「クリストファーの魔法の旅」
魔法使いクレストマンシーシリーズ(?)の、これは2冊目にあたるらしい。命が九つある特別な大魔法使いクレストマンシーの少年時代のお話と言うことなのだが、わたしはそもそも、まだ大人のクレストマンシーを読んでいないからな〜。この話を読むきっかけというのは、とある読書系サイトでの感想だったんだけど、それ以前に、かつて読んだこの作家の本が印象に残っていたというがあります。それは「九年目の魔法」という作品で、図書館で読んだ数年後に本屋で見つけて迷わず購入してしまったのでした。現実と魔法世界の境界があいまいな、なんとも不思議な作品で、その“いつの間にか”は「クリストファーの魔法の旅」でも同じ健在でした。
「魔法使いはだれだ」
大魔法使いクレストマンシーシリーズの、これが第1巻。魔法が禁じられ、魔法使いは火あぶりになる世界の寄宿学校で、「このクラスには魔法使いがいる」というメモが見つかった。疑われ追いつめられた子供達は、古くから伝わる助けを呼ぶという呪文「クレストマンシー」を唱えた。するとお洒落な男が現れて……。
“子供達”と書きましたが、この子供達は仲良しどころか協力すらいやいやです。おもに5人なんだけど、それぞれクラスでいじめられたり無視されたりしているので、結構偏屈な性格。この児童小説より日頃お気楽に読んでいるジュブナイルの方がずっと甘甘なんだと思い知らされました。子供の性格は可愛くないし、子供同士の関係は容赦なく残酷。だけど決して説教臭くないのは、これが本当の子供の世界だからなのかな?それに、かわいくない連中だけど、やっぱり早くまっすぐ元気になって欲しいと思うし、ストーリーはスリリング。
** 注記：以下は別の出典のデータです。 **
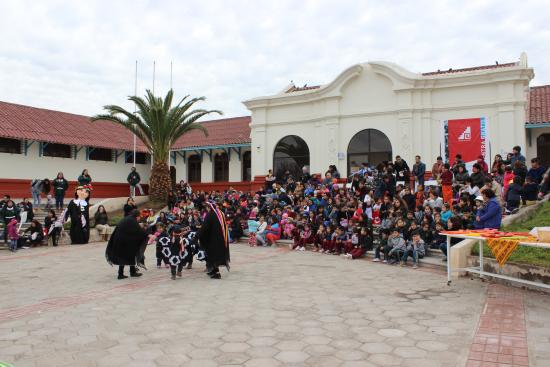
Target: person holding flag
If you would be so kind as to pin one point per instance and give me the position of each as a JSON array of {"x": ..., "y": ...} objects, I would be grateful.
[{"x": 214, "y": 240}]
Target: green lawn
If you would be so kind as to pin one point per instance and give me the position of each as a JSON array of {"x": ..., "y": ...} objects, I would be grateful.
[{"x": 527, "y": 255}]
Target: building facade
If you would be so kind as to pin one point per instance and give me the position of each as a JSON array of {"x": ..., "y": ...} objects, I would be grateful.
[
  {"x": 376, "y": 110},
  {"x": 370, "y": 113}
]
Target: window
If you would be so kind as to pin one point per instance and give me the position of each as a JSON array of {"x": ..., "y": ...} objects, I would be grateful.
[
  {"x": 543, "y": 149},
  {"x": 221, "y": 167},
  {"x": 8, "y": 145},
  {"x": 247, "y": 171},
  {"x": 291, "y": 154},
  {"x": 141, "y": 158},
  {"x": 101, "y": 154},
  {"x": 194, "y": 168},
  {"x": 369, "y": 145},
  {"x": 56, "y": 150}
]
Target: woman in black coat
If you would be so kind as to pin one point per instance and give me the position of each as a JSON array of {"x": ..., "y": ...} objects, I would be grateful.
[
  {"x": 130, "y": 205},
  {"x": 127, "y": 245},
  {"x": 214, "y": 240}
]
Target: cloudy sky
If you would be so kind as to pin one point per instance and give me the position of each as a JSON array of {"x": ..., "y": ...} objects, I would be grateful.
[{"x": 77, "y": 56}]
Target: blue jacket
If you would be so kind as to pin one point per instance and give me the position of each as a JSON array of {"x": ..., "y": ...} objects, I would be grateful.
[{"x": 490, "y": 215}]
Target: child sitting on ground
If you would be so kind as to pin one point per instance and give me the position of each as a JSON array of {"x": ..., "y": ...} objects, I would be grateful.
[
  {"x": 415, "y": 249},
  {"x": 397, "y": 244},
  {"x": 382, "y": 246}
]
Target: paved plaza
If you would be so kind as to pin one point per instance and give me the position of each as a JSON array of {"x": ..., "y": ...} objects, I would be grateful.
[{"x": 64, "y": 307}]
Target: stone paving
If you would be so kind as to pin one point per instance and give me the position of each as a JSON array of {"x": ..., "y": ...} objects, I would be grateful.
[{"x": 64, "y": 307}]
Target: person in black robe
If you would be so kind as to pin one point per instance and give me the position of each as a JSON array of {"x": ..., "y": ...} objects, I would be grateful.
[
  {"x": 78, "y": 211},
  {"x": 214, "y": 240},
  {"x": 127, "y": 245}
]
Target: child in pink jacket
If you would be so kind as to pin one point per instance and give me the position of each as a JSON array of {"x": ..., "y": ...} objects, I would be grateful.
[{"x": 13, "y": 234}]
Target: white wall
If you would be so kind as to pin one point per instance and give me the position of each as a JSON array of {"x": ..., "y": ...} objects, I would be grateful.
[
  {"x": 207, "y": 167},
  {"x": 19, "y": 166},
  {"x": 407, "y": 107}
]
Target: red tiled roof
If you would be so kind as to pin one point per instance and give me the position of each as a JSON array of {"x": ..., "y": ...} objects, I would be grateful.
[
  {"x": 474, "y": 68},
  {"x": 24, "y": 122},
  {"x": 234, "y": 130},
  {"x": 31, "y": 123},
  {"x": 539, "y": 105},
  {"x": 299, "y": 89}
]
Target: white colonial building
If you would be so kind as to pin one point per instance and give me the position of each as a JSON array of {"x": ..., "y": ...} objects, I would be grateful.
[
  {"x": 369, "y": 113},
  {"x": 376, "y": 110}
]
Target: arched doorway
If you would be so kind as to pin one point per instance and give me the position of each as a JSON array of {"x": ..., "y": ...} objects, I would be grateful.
[
  {"x": 369, "y": 145},
  {"x": 247, "y": 160},
  {"x": 291, "y": 153},
  {"x": 194, "y": 168},
  {"x": 543, "y": 149},
  {"x": 221, "y": 167}
]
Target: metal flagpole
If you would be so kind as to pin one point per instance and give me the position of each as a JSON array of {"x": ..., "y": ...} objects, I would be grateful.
[{"x": 135, "y": 110}]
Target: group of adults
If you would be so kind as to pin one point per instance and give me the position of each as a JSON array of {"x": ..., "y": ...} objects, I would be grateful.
[{"x": 128, "y": 242}]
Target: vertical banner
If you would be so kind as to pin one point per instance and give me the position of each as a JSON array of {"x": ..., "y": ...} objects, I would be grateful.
[{"x": 467, "y": 137}]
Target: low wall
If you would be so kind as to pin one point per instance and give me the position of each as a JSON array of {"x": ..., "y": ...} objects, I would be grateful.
[
  {"x": 19, "y": 188},
  {"x": 532, "y": 273}
]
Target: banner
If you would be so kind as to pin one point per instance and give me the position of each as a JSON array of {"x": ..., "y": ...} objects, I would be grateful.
[{"x": 467, "y": 137}]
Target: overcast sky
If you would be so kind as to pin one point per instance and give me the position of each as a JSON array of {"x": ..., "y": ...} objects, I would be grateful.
[{"x": 77, "y": 56}]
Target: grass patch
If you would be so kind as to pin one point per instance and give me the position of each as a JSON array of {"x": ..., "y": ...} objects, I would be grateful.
[{"x": 526, "y": 255}]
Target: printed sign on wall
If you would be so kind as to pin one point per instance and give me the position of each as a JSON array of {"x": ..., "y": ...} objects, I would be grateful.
[{"x": 467, "y": 137}]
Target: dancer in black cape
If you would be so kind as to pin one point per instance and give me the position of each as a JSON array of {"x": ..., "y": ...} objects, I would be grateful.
[
  {"x": 214, "y": 240},
  {"x": 78, "y": 210},
  {"x": 127, "y": 245}
]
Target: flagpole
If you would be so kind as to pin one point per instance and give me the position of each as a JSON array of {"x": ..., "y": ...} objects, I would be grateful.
[{"x": 135, "y": 110}]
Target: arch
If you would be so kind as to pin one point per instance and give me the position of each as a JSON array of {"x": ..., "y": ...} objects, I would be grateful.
[
  {"x": 221, "y": 167},
  {"x": 543, "y": 149},
  {"x": 247, "y": 164},
  {"x": 369, "y": 145},
  {"x": 291, "y": 153},
  {"x": 194, "y": 168}
]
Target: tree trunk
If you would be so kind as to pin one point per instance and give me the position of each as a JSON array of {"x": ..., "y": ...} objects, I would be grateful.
[{"x": 159, "y": 183}]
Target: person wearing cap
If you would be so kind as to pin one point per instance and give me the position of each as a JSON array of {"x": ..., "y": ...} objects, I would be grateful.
[
  {"x": 483, "y": 164},
  {"x": 78, "y": 211},
  {"x": 214, "y": 240},
  {"x": 489, "y": 215},
  {"x": 127, "y": 245}
]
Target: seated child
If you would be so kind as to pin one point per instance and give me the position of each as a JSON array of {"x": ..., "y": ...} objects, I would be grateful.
[
  {"x": 397, "y": 244},
  {"x": 319, "y": 237},
  {"x": 382, "y": 246},
  {"x": 415, "y": 249}
]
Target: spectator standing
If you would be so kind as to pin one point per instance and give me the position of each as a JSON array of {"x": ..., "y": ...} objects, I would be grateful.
[
  {"x": 437, "y": 169},
  {"x": 483, "y": 164},
  {"x": 419, "y": 170},
  {"x": 134, "y": 180},
  {"x": 60, "y": 186},
  {"x": 85, "y": 178},
  {"x": 516, "y": 155},
  {"x": 446, "y": 179},
  {"x": 536, "y": 172},
  {"x": 490, "y": 213},
  {"x": 402, "y": 170},
  {"x": 9, "y": 212},
  {"x": 129, "y": 206},
  {"x": 36, "y": 189}
]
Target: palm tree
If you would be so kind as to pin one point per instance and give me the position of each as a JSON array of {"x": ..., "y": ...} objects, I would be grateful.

しかし、このクレストマンシーの少年時代がアレなのか。この作者の描く子供は意固地だねえ。でもある瞬間、世界が逆転するかのように彼らの見ていた影も、出来事も、別の意味と姿を見せるのにゾクゾクさせられます。そこが、この作者に惹かれる理由かな。偏屈な子供の性格も、みるみるうちに変わっていって気持ちいい。